However, the bulk of the find is contained in a 1.3GB CSV file titled “t_contact.” This file, exported from a Postgres table of the same name, contains a massive amount of personally identifiable information (PII), including the call notes themselves, for over 200,000 calls logged between 2010 and 2016.
Among the data scattered throughout this table were the following:
3,500,000 Total Records396,000 Contact Emails200,000 Detailed Call Notes33,000 Social Security Numbers
These records contained, where available, data compiled in dozens of fields, revealing a breadth of information about many of the individuals involved in the call incidents.
Also included in some records were the full names of people in need, caregivers, reporters, and sometimes even abusers.
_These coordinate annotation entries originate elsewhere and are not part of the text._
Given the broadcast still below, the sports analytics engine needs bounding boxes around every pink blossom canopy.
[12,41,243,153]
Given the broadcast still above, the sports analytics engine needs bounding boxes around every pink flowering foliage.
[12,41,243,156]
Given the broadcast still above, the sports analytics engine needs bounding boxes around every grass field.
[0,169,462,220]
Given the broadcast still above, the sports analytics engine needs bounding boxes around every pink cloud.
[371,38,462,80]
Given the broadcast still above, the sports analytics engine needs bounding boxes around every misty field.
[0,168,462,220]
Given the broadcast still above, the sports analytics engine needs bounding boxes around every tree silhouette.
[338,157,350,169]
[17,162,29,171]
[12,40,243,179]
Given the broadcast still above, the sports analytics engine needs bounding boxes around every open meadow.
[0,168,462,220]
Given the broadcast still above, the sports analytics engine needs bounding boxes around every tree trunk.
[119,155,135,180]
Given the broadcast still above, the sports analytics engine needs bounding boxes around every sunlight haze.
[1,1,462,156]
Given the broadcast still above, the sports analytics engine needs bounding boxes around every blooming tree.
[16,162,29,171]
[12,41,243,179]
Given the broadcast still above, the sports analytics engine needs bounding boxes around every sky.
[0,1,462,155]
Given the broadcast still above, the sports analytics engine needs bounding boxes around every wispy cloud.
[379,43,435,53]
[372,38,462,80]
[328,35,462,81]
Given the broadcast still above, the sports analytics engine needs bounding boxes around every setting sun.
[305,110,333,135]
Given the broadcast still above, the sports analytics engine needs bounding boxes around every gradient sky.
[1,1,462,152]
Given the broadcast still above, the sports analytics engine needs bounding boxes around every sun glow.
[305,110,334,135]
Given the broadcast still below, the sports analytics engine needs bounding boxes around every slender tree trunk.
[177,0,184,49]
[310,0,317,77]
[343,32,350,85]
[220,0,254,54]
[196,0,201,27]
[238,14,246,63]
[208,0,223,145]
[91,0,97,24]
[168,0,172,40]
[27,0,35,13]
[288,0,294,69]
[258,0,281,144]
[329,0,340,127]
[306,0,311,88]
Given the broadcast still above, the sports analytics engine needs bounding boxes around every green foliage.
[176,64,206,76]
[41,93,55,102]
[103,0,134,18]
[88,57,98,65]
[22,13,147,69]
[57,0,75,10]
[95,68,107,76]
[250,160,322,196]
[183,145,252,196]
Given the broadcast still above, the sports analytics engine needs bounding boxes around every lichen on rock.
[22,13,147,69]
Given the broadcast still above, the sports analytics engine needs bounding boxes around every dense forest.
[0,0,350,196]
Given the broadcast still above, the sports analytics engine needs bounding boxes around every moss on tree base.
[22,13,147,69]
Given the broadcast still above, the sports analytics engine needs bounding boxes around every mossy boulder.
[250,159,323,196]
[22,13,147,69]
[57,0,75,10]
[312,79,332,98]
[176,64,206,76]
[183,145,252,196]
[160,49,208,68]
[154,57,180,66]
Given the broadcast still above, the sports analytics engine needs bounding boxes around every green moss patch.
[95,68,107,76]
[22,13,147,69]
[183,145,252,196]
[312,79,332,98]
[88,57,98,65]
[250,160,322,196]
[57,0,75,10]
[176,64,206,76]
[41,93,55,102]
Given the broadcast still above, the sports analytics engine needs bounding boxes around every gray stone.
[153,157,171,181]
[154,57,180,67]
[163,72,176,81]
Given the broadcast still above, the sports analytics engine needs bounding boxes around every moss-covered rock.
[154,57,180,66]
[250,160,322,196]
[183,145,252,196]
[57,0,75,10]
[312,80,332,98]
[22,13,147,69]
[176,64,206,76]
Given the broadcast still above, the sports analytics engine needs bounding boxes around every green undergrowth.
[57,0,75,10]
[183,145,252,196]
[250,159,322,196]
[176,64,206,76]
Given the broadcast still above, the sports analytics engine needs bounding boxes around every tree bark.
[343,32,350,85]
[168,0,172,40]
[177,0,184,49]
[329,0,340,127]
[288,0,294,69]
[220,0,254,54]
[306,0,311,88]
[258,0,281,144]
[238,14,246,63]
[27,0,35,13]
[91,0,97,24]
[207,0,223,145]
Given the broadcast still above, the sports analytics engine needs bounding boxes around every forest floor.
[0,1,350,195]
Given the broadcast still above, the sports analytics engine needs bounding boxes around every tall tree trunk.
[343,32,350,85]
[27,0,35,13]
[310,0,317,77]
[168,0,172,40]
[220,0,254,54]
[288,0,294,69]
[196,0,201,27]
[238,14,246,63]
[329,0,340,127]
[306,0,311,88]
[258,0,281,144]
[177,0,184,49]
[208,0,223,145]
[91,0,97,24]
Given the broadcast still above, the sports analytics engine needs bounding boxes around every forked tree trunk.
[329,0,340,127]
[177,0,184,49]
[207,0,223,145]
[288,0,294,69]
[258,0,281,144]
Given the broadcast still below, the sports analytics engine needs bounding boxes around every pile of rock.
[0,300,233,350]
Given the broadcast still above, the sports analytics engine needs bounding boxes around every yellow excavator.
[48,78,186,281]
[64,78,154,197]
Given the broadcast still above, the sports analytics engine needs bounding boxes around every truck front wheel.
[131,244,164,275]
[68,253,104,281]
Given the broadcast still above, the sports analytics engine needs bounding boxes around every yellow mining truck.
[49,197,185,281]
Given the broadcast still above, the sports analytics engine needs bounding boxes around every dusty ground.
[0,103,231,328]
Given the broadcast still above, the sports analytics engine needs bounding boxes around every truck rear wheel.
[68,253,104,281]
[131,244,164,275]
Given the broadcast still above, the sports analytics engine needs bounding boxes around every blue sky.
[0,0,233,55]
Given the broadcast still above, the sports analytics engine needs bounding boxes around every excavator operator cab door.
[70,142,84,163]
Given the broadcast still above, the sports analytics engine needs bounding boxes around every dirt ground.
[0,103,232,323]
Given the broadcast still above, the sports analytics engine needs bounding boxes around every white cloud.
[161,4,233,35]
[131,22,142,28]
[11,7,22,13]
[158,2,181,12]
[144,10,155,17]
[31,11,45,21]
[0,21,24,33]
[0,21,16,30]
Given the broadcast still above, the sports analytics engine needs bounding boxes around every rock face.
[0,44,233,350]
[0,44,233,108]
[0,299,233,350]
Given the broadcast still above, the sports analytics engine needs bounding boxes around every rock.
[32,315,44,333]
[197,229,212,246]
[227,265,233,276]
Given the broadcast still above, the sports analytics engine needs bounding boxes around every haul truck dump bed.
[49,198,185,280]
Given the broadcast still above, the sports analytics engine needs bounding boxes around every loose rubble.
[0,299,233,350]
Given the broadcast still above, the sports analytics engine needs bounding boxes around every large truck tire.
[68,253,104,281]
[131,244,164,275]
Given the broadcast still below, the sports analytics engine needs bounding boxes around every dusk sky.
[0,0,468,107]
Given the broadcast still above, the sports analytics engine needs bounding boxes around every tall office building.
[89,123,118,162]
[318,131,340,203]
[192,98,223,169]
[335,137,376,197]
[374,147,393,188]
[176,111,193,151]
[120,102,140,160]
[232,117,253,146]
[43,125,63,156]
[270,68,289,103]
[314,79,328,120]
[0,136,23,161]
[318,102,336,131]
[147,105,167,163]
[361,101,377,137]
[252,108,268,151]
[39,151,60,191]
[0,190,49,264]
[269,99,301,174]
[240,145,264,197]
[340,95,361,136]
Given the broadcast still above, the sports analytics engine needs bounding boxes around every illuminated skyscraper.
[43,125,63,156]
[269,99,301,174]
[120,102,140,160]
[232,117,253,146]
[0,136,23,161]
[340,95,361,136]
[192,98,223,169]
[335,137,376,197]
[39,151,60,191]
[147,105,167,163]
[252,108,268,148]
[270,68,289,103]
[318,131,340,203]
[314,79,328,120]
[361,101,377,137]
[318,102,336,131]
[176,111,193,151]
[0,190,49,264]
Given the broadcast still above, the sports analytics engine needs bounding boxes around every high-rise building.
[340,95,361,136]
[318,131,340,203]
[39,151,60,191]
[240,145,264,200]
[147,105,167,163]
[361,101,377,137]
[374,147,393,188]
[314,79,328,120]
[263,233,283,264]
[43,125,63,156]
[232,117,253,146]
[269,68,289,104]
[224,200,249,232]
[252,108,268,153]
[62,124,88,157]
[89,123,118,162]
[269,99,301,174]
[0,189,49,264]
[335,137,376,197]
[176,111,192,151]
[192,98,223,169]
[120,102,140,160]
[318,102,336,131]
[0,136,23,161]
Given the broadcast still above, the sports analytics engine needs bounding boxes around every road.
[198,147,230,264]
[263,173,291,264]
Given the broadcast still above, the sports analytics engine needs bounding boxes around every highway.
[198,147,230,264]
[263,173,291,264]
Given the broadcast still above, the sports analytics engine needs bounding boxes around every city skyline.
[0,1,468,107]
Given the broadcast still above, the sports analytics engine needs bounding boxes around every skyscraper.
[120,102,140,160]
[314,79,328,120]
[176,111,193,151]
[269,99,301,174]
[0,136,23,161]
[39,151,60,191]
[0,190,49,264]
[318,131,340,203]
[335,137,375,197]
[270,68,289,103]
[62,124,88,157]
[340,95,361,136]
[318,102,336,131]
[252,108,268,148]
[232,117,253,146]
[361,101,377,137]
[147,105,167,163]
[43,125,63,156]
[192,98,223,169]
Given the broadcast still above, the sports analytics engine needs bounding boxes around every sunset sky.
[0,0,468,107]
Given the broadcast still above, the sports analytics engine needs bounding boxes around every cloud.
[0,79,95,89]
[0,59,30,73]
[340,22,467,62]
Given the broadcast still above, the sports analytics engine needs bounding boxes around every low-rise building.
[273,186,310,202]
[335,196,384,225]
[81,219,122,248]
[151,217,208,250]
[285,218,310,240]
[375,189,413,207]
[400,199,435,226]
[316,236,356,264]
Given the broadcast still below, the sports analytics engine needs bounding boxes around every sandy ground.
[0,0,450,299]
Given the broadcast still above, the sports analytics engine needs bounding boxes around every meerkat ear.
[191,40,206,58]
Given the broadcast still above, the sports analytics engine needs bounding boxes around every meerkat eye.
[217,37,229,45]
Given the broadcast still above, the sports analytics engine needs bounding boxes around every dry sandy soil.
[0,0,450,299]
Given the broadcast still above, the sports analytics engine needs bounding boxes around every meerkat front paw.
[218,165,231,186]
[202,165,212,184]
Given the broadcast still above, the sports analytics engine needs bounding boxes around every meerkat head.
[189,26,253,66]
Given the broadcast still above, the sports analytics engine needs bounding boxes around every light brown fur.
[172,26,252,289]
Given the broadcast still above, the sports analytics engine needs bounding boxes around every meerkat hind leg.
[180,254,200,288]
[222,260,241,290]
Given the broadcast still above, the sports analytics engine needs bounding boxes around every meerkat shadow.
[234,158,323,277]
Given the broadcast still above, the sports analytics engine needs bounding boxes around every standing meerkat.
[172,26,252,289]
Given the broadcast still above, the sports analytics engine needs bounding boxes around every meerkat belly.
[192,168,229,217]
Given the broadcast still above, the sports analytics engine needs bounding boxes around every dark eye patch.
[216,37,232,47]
Relevant home addresses, phone numbers, and birth dates were included in many reports, as well as what relationship the person reporting the incident had to the person in need.
The Significance
LA County 211 is frequently cited as a leader in delivering badly needed services to people in need with few alternatives, effectively organizing and providing assistance to the citizens it serves. According to their website, they “provide over 500,000 people every year with information and referrals to the services that best meet their needs.” LA County 211 is a top of the funnel operation, triaging reports to the appropriate areas, and assisting people with the sometimes confusing bureaucracy of getting the right help. This top of the funnel position means that they cast a wide net when it comes to the data they gather. Reports of all types are centralized into a single database. From a functional perspective, this makes sense: centralized and standardized technology makes administration and collaboration faster and easier, and reduces the overhead of multiple systems.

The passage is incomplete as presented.